ディクソンはミド・オハイオでの5勝目(2007、09、11、12年に優勝)を挙げた。そして、ガナッシはミド・オハイオでの6連勝(ダリオ・フランキッティが2010年、チャーリー・キンボールが2013年に優勝)を記録した。
3位はジェイムズ・ヒンチクリフ(アンドレッティ・オートスポート)。彼もまた後方スタートからの表彰台フィニッシュだった。17番手スタートからコーナーをひとつ曲がっただけで11個もポジションをアップ。カナーンが巻き起こした混乱を見事に味方につけてのことだった。そこからのヒンチクリフは1回目のピットストップをやや早めに行った後、チームメイトのハンター-レイのスピンによるフルコース・コーションでピット。レース後半はブルデーを追いかけ続けた。
22番グリッドからの優勝は、もちろんミド・オハイオではもっとも後方からの優勝だ。ただし、ディクソンはCART時代の初勝利が23番グリッドからのものだった。2001年、デビューイヤーのことだ。ディクソンにとって今日の勝利はキャリア34勝目。通算勝利数はアル・アンサーJr.と歴代6位で並んだ。
佐藤琢磨はディクソンの隣りの21番グリッドからスタートした。1列前のガナッシ勢ふたりをスタートでパスしたが、その直後にカナーンに突っ込んで止まっていたアンドレッティのマシンに突っ込む不運に見舞われた。それでもマシンに決定的なダメージはなく、フロントウイングを交換してリードラップでレースに復帰した。

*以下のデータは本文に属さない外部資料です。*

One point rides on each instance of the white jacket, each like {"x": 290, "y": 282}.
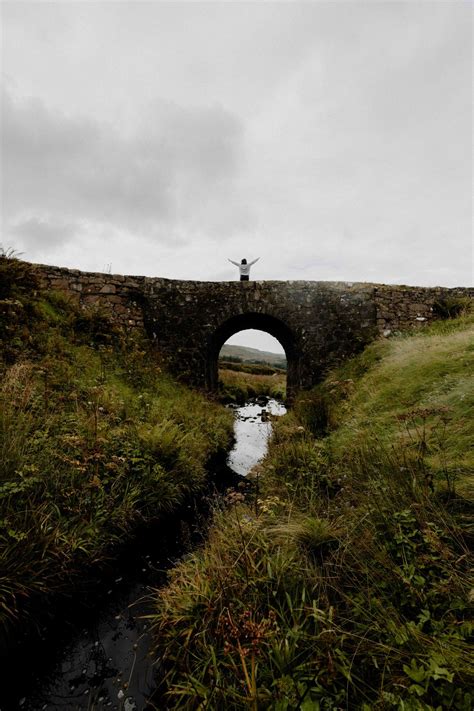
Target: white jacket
{"x": 244, "y": 269}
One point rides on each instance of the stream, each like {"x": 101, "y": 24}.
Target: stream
{"x": 101, "y": 659}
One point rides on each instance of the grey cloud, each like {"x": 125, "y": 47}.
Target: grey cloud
{"x": 78, "y": 168}
{"x": 38, "y": 234}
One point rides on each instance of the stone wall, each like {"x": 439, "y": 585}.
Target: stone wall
{"x": 118, "y": 296}
{"x": 317, "y": 323}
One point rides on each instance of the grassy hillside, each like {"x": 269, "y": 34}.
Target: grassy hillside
{"x": 240, "y": 386}
{"x": 252, "y": 355}
{"x": 94, "y": 439}
{"x": 346, "y": 581}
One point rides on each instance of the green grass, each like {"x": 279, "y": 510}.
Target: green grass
{"x": 239, "y": 386}
{"x": 345, "y": 580}
{"x": 94, "y": 440}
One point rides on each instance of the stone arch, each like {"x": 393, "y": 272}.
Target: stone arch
{"x": 261, "y": 322}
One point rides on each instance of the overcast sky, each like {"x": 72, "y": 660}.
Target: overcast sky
{"x": 330, "y": 139}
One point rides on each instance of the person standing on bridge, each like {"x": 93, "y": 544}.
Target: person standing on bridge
{"x": 244, "y": 268}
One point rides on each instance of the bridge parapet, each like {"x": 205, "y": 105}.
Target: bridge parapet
{"x": 318, "y": 323}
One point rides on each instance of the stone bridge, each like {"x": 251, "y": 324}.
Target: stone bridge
{"x": 317, "y": 323}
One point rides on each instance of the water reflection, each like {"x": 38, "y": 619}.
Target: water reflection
{"x": 252, "y": 430}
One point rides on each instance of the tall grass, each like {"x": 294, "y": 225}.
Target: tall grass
{"x": 94, "y": 440}
{"x": 347, "y": 583}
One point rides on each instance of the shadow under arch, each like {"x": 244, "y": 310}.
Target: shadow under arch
{"x": 260, "y": 322}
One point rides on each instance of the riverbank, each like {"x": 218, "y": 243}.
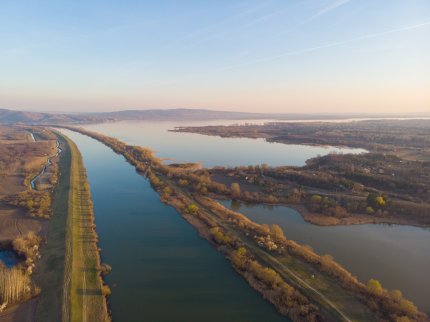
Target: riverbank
{"x": 284, "y": 268}
{"x": 85, "y": 295}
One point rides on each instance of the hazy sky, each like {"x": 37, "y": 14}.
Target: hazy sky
{"x": 269, "y": 56}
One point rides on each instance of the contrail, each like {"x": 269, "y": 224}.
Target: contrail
{"x": 324, "y": 11}
{"x": 334, "y": 44}
{"x": 303, "y": 51}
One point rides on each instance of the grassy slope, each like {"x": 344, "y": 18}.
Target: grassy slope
{"x": 82, "y": 276}
{"x": 71, "y": 260}
{"x": 50, "y": 273}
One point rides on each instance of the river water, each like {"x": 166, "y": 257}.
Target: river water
{"x": 398, "y": 256}
{"x": 162, "y": 269}
{"x": 210, "y": 150}
{"x": 8, "y": 257}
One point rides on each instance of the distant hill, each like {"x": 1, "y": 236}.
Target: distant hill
{"x": 181, "y": 114}
{"x": 10, "y": 116}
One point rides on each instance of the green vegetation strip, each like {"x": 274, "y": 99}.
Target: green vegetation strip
{"x": 83, "y": 298}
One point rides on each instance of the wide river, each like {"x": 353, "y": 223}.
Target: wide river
{"x": 154, "y": 252}
{"x": 162, "y": 269}
{"x": 210, "y": 150}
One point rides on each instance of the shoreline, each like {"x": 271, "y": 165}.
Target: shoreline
{"x": 230, "y": 232}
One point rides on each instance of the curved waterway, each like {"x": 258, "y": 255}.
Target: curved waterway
{"x": 8, "y": 257}
{"x": 398, "y": 256}
{"x": 48, "y": 163}
{"x": 211, "y": 150}
{"x": 162, "y": 269}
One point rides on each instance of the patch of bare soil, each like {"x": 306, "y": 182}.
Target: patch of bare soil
{"x": 14, "y": 222}
{"x": 11, "y": 185}
{"x": 23, "y": 312}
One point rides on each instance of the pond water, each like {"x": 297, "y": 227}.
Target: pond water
{"x": 8, "y": 257}
{"x": 210, "y": 150}
{"x": 162, "y": 269}
{"x": 398, "y": 256}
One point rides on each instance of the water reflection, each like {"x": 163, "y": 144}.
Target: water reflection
{"x": 398, "y": 256}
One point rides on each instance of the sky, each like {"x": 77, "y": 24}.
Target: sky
{"x": 287, "y": 56}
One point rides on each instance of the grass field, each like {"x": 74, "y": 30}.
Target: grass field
{"x": 70, "y": 278}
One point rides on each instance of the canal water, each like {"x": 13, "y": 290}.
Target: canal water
{"x": 162, "y": 269}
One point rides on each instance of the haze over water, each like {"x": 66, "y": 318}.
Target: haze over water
{"x": 210, "y": 150}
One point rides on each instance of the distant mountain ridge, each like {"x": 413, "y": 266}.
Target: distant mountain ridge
{"x": 180, "y": 114}
{"x": 11, "y": 116}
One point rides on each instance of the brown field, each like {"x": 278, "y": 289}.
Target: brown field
{"x": 21, "y": 159}
{"x": 14, "y": 222}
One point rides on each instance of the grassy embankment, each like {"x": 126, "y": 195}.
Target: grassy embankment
{"x": 72, "y": 291}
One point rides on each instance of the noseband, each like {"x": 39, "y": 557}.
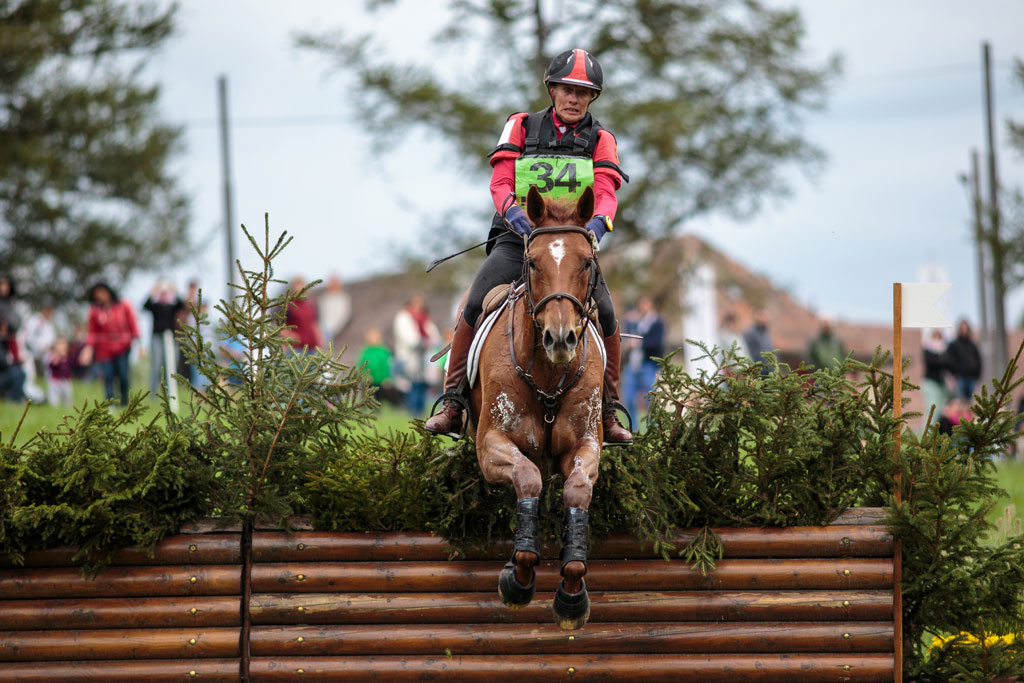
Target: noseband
{"x": 551, "y": 400}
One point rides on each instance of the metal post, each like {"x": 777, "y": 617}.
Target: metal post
{"x": 898, "y": 483}
{"x": 980, "y": 244}
{"x": 170, "y": 361}
{"x": 225, "y": 162}
{"x": 999, "y": 356}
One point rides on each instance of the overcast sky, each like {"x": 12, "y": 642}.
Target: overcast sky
{"x": 899, "y": 128}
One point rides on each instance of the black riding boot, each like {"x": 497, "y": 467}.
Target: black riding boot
{"x": 572, "y": 609}
{"x": 450, "y": 420}
{"x": 614, "y": 432}
{"x": 513, "y": 593}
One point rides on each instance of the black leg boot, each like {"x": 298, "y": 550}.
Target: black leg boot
{"x": 572, "y": 609}
{"x": 514, "y": 594}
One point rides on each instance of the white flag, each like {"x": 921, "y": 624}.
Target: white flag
{"x": 919, "y": 304}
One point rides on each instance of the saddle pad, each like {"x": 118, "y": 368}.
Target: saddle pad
{"x": 484, "y": 328}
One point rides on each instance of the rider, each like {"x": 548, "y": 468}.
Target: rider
{"x": 572, "y": 152}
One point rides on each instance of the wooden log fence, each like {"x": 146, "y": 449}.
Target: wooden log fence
{"x": 784, "y": 604}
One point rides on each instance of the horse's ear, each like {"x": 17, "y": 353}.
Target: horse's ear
{"x": 585, "y": 207}
{"x": 535, "y": 205}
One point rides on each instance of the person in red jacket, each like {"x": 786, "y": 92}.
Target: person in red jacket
{"x": 560, "y": 151}
{"x": 110, "y": 332}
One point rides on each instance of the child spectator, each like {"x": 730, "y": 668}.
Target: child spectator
{"x": 11, "y": 373}
{"x": 58, "y": 388}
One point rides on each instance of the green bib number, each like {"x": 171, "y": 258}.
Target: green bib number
{"x": 557, "y": 177}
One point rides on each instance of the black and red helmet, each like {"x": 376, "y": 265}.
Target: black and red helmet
{"x": 576, "y": 68}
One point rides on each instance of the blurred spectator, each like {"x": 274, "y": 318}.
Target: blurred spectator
{"x": 111, "y": 331}
{"x": 165, "y": 305}
{"x": 730, "y": 335}
{"x": 375, "y": 357}
{"x": 11, "y": 372}
{"x": 415, "y": 337}
{"x": 58, "y": 374}
{"x": 301, "y": 314}
{"x": 826, "y": 351}
{"x": 335, "y": 308}
{"x": 965, "y": 360}
{"x": 933, "y": 388}
{"x": 758, "y": 339}
{"x": 641, "y": 371}
{"x": 81, "y": 371}
{"x": 185, "y": 317}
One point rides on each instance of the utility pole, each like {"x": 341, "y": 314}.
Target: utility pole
{"x": 994, "y": 239}
{"x": 225, "y": 163}
{"x": 980, "y": 242}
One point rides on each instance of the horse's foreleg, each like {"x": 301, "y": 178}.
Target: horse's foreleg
{"x": 502, "y": 462}
{"x": 580, "y": 467}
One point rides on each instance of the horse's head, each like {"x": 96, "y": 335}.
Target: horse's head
{"x": 561, "y": 270}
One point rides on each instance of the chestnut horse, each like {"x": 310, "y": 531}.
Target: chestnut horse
{"x": 539, "y": 398}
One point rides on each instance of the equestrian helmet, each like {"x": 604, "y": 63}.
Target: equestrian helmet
{"x": 576, "y": 68}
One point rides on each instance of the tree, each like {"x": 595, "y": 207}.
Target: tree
{"x": 705, "y": 96}
{"x": 85, "y": 188}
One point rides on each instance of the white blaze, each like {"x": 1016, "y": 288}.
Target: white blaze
{"x": 557, "y": 249}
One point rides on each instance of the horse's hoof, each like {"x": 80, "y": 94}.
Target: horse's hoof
{"x": 571, "y": 609}
{"x": 514, "y": 594}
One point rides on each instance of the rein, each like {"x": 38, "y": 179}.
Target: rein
{"x": 551, "y": 400}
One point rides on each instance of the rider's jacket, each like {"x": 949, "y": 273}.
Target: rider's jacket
{"x": 542, "y": 134}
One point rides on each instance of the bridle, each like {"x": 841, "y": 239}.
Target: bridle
{"x": 551, "y": 400}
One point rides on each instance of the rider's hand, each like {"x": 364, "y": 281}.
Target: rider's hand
{"x": 598, "y": 225}
{"x": 516, "y": 217}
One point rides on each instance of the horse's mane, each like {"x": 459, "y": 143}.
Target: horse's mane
{"x": 560, "y": 213}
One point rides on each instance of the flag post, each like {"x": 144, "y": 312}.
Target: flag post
{"x": 897, "y": 460}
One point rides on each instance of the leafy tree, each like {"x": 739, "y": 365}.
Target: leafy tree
{"x": 705, "y": 96}
{"x": 85, "y": 189}
{"x": 1012, "y": 244}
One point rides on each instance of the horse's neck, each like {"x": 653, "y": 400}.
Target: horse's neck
{"x": 546, "y": 374}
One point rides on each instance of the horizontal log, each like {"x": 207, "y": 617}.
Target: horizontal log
{"x": 195, "y": 611}
{"x": 121, "y": 582}
{"x": 634, "y": 606}
{"x": 154, "y": 671}
{"x": 190, "y": 549}
{"x": 637, "y": 669}
{"x": 473, "y": 575}
{"x": 845, "y": 541}
{"x": 594, "y": 638}
{"x": 119, "y": 644}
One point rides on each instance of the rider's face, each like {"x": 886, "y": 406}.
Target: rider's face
{"x": 570, "y": 101}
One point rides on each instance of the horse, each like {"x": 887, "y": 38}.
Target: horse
{"x": 538, "y": 401}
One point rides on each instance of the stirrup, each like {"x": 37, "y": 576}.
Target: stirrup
{"x": 459, "y": 398}
{"x": 613, "y": 407}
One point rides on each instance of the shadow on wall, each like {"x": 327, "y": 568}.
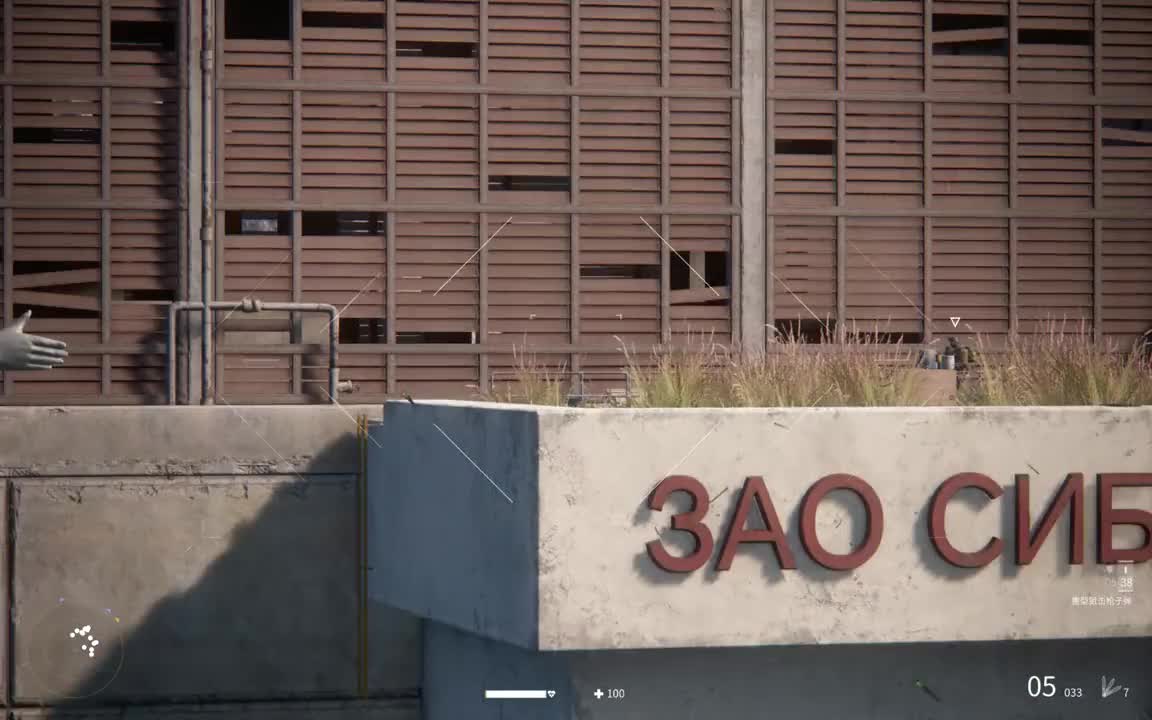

2回目のピットはディクソンより1周遅い11周目。しかし、そこからのスティントが少々長過ぎ、ガス欠に。ディクソンは31周でピットしたが、琢磨は37周目のイエローが出されたタイミングでコース上にストップと、5周も多く走っていた。これで1ラップダウンに陥り、それを挽回することなく18位でゴール。ガナッシ勢3人が優勝、7位、8位という好結果を残したレース、琢磨にも同じくチャンスはあったはずだ。最初のアクシデントはリカバーできた琢磨陣営だったが、マシンのスピードは不足していた上、燃費計算のミスによってチャンスを掴めなかった。
ポイントリーダーのエリオ・カストロネベス(チーム・ペンスキー)はエンジン・マネジメント・システムの設定ミスから4周遅れの19位。6番手スタートから6位フィニッシュしたウィル・パワー(チーム・ペンスキー)が548点でランキングトップに立った。カストロネベスは4点差、544点で2位だ。3位はハンター-レイが辛うじてキープ。スピンして18番手まで落ちながら10位まで挽回してフィニッシュして485点にポイントを伸ばした。そして、ランキング4位は今日9位フィニッシュだったサイモン・ペジナウ(シュミット・ピーターソン・ハミルトン)。彼はハンター-レイと1点差の484点だ。ディクソンは今日の優勝で440点までポイントを伸ばし6位に。ここからどこまでランキングを上げるか注目だ。